When it comes to pressure within the industry, Pete Pietrangeli, VP of Cosmic Distribution, agrees. “We’re at the point where we’re automatically reducing the price of any flower coming into us below 20%,” he said. “Even if we know it’s great weed, we know we’ll have a hard time with buyers, so we’re apprehensive to take it at all. We feel an intense pressure to create a pricing tier that’s essentially based entirely on THC percentages.” 

This race to push high THC flower into the market has led to something called “THC juicing,” which can be anything from specifically growing certain flower to produce high THC percentages, to the addition of fallen kief in 1/8th jars or prerolls. “The whole juicing for THC thing, like coming up with clever ways to get the THC percentage up, is just a product of all this miseducation and misinformation that’s gone on,” Pietrangeli noted. “If people are thinking that the buyers and the consumers only care about THC, then they’re going to come up with a ton of ways to accommodate that.”

How to choose the cannabis that’s best for you

So, what should consumers be looking for when they hit the dispensary? In my opinion, the first — and perhaps most — important factor is: who grew it?

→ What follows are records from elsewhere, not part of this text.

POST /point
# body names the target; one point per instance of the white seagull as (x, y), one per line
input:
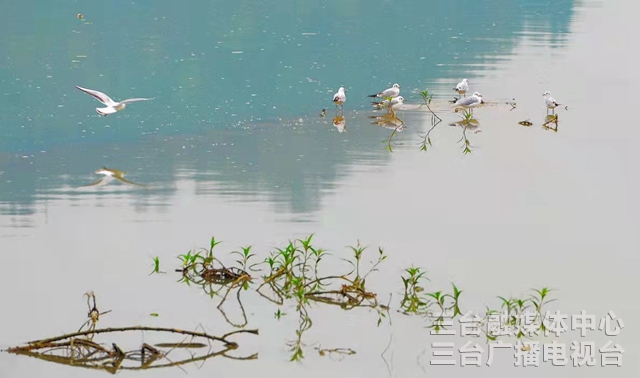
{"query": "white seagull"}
(393, 104)
(339, 98)
(462, 87)
(550, 102)
(394, 91)
(110, 175)
(470, 102)
(112, 106)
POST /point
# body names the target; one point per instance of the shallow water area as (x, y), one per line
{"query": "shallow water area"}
(233, 146)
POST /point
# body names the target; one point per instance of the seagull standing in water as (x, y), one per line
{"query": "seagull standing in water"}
(462, 87)
(394, 91)
(470, 102)
(395, 103)
(339, 99)
(550, 102)
(110, 175)
(112, 106)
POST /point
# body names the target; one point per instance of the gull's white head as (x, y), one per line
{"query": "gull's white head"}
(104, 171)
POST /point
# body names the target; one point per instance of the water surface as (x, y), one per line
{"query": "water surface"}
(233, 147)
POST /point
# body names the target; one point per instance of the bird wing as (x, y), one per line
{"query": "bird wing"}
(135, 100)
(122, 179)
(99, 182)
(103, 98)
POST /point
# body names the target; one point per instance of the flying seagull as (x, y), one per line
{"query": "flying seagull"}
(394, 91)
(110, 175)
(112, 106)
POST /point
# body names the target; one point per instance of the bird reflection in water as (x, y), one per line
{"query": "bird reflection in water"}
(340, 123)
(551, 122)
(388, 121)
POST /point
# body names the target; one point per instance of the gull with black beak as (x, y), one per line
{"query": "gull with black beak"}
(394, 91)
(112, 106)
(339, 99)
(110, 175)
(395, 103)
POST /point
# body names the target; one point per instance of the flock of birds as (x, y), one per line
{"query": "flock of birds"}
(393, 99)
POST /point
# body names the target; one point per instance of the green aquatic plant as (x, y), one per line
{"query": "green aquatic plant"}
(156, 266)
(295, 274)
(517, 316)
(467, 119)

Familiarizing yourself with legacy farms and their brands — along with distribution and white labels connected to the farm — is more than worth the minimal effort it takes to do so. At the end of the day, great farms don’t produce bad flower, so you’re guaranteed to walk away with something incredible. 

Another thing to consider when shopping for weed is what kind of terpene profile matches the high you’re looking for. Familiarizing yourself with the five dominant terpenes, how they smell, and what they do, will revolutionize the way you experience cannabis, and the control you have in utilizing this powerful plant.

All in all, the best advice I can give cannabis consumers is to do a little research. Check out what a dispensary has online, google the brands it carries, and see who grows its flower. Then, once you’ve decided on a particular brand, google the terpene profiles of the strains you’re considering. In doing so, you’ll have a good grasp on what kind of high that flower will produce — and know the quality will be fantastic. 

As consumers, it’s up to us to educate ourselves. Cannabis education, and spreading this kind of awareness, is the key that unlocks the limitless power of this magical plant and opens doors to full legality and social acceptance.